Nella mia piccola ed ingenua idea politica, la sinistra e la destra sono perlomeno contrapposte fra loro. Negli ultimi tempi ho assistito al crescere della convinzione che ció non debba per forza essere vero. Che non necessariamente le due visioni della vita debbano contrapporsi.
Io non ne sono convinto, perlomeno su temi talmente importanti come ad esempio il lavoro.
Qui ribadisco che quanto ci viene sciorinato costantemente dall’uno e dall’altro, sia in sè stesso viziato da un peccato originale. Riassumo: Qualunque schieramento politico sostiene l’importanza fondamentale del lavoro, le differenze stanno nel modus in cui raggiungere lo scopo. C’è chi sostiene che il mercato debba essere lasciato libero, chi lo vorrebbe di nuovo regolamentato dallo stato, chi sostiene che il lavoro sia il fulcro per rendere l’uomo libero.
Ecco il peccato originale in tutto il suo splendore. Tutti sostengono la necessita del lavoro..…
Quindi 150 anni di storia moderna italiana, appena festeggiata hanno compito di rendere omaggio al concetto che 2000 anni dopo Cristo non si sia ancora riusciti a gridare con forza che questa è una grande grandissima bugia. Il lavoro, quello non scelto, quello obbligato per necessita, quello “fondamentale” rende schiavi gli uomini.
Sono stanco di sentire l’assoluto silenzio delle idee, il ripercorrere senza tregua concetti vecchi di millenni, sono stanco di sentire che a sinistra, invece di contrapporre alla destra l’idea del lavoro per una crescita personale, per un maggior guadagno(oltre quanto dovrebbe essere riconosciuto come base a chiunque), per una condivisione e per una realizzazione di un sogno, di un’idea, si continui imperterriti a non cercare quelle soluzioni, anche di lungo periodo, atte a liberare finalmente l’uomo dalla necessita del lavoro.
Invece a sinistra, si continua a fare il gioco della destra, soprattutto in momenti come questo in cui si illudono le persone di fare il loro interesse, manifestando e protestando per la mancanza di posti di lavoro… Chissà quante grasse risate si faranno dall’altra parte, ben sapendo che i posti di lavoro non ci sono e non ci saranno per molti anni a venire dopo il 2008/2009.

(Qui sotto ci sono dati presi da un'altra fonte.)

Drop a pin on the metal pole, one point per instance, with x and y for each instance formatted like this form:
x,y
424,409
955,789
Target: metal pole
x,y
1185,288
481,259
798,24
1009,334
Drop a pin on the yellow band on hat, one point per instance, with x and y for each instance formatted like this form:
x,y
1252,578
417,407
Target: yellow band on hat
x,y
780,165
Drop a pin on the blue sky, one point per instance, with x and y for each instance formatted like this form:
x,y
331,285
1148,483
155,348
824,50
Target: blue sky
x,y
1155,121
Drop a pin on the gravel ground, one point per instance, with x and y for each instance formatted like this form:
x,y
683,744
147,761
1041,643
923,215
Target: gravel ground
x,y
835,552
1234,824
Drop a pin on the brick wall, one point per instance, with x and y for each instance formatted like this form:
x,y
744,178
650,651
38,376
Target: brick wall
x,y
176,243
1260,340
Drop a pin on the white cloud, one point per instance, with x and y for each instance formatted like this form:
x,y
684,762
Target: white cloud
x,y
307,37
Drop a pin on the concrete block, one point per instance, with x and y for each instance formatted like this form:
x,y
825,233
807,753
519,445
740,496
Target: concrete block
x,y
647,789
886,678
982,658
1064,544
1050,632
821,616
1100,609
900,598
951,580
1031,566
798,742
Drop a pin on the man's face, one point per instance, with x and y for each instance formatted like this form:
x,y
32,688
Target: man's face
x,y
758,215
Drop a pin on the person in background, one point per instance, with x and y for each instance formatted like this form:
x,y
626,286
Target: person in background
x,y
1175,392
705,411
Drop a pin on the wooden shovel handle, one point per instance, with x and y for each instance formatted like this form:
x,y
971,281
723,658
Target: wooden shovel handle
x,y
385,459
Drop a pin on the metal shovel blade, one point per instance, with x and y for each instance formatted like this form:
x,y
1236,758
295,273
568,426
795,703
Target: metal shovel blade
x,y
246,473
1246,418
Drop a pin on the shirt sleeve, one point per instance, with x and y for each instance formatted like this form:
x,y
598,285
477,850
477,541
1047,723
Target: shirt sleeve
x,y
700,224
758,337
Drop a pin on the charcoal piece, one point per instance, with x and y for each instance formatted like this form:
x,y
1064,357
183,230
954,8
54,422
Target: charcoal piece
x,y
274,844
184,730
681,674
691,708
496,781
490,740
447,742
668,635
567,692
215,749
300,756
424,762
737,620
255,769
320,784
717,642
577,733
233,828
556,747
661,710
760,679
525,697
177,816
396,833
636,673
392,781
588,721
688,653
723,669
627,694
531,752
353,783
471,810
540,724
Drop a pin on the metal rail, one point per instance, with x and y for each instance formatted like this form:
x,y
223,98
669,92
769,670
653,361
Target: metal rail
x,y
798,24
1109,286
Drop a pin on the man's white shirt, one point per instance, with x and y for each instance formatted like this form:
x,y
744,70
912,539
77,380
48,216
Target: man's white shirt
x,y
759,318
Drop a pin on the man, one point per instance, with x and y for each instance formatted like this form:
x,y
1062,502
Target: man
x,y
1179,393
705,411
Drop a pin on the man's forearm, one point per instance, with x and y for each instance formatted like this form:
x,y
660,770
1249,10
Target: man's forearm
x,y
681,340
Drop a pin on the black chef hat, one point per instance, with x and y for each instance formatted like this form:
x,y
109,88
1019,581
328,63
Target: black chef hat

Ma sì, protestiamo contro le politiche cieche del governo attuale, miopi al punto di creare ulteriore disoccupazione. Ormai la realtà è un’altra, in una economia così globalizzata, dove la richiesta di beni e servizi “tira” solo in alcuni paesi emergenti e negli altri langue, chi di Voi crede ancora seriamente che il governo, di qualunque mano sia, possa veramente avere le possibilità di riportarci alle condizioni pre 2008 ?
La soluzione non è dare lavoro per campare, la soluzione è cercare il modo di rendere le persone libere dal lavoro.